Под сенью дворцового сада, не в какой-то надменной башне, что овеяна славой, но омрачена столетиями жестокости; не в королевских покоях, сияющих великолепием, но запятнанных интригами представителей двора и происками своекорыстных группировок, — под сенью дворцового сада предстает перед вами такая картина: к юности, непорочности и красоте обращается голос свыше, и голос этот возвещает деве, что ей предначертано взойти на трон!
Совет Англии впервые приглашен в ее жилище. Здесь собрались прелаты, военачальники и главные люди ее королевства: служители Церкви-утешительницы; герои меча, который приносит победы, представители той профессии, что вершит судьбы империй; мужи, чьи седины суть мысли, слава и годы; служители божественных таинств и те, кто упорно трудится в потаенных кабинетах; те, кто свел в бою армии Европы, и те, кто сражался в не менее жестоких битвах с честолюбивыми законодателями; а вот и несколько человек, которые повелевают тысячами слуг и в одиночку владеют целыми провинциями, — и всё же в этот миг нет среди них никого, чье сердце не трепещет в ожидании первого явления девы, которой с минуты на минуту предначертано взойти на трон.
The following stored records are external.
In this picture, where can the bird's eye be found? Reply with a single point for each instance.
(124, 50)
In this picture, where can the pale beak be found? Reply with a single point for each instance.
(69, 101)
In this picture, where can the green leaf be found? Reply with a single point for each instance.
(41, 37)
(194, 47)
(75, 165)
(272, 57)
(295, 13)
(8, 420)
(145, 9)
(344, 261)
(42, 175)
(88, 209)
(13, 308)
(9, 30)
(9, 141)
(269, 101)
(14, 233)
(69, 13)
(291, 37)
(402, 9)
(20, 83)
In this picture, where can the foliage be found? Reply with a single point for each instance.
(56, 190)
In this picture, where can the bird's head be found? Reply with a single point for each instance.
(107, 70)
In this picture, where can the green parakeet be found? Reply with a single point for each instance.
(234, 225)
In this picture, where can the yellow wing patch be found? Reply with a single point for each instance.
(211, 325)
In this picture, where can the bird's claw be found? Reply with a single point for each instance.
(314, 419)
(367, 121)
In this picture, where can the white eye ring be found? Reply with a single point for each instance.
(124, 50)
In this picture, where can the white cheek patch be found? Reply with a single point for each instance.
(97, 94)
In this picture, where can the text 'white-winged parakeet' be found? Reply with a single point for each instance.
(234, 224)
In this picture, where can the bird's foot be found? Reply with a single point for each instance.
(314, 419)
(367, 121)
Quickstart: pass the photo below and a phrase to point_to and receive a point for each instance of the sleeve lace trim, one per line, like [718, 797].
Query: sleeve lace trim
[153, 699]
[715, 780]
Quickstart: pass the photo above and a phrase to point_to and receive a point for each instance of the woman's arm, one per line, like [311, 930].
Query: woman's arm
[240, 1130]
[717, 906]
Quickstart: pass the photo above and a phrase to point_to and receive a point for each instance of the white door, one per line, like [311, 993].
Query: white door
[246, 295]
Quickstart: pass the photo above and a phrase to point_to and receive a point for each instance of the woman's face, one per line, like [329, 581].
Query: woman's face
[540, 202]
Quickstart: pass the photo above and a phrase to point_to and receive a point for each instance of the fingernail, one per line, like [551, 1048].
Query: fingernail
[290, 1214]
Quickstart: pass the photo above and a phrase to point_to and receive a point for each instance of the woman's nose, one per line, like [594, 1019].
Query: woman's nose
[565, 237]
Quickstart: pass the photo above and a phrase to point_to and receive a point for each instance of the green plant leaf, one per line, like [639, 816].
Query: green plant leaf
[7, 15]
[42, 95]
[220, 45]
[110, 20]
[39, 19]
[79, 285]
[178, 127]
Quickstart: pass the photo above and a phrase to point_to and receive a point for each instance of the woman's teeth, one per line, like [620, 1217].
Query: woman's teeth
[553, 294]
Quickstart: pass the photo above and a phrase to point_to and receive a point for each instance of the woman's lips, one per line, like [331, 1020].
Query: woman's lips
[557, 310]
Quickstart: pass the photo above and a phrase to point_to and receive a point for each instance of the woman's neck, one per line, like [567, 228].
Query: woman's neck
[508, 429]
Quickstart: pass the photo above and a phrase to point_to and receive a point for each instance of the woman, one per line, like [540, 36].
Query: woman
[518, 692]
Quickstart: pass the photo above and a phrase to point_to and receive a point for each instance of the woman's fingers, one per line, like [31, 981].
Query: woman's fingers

Гул приглушенных разговоров, за которыми все пытаются скрыть волнение, заметное даже на лицах самых знатных гостей, охватывает это блистательное собрание — это море плюмажей, сверкающих звезд и пышных одеяний. Тс-с-с! Раскрылись главные двери: она появляется; необычайно глубокая тишина — такая бывает только в полуденном лесу. На минуту поддержанная своей венценосной матерью и придворными дамами, которые с поклонами удаляются, Виктория восходит на трон; совсем еще девочка, одна и — впервые за всю свою жизнь — в окружении сонма мужчин.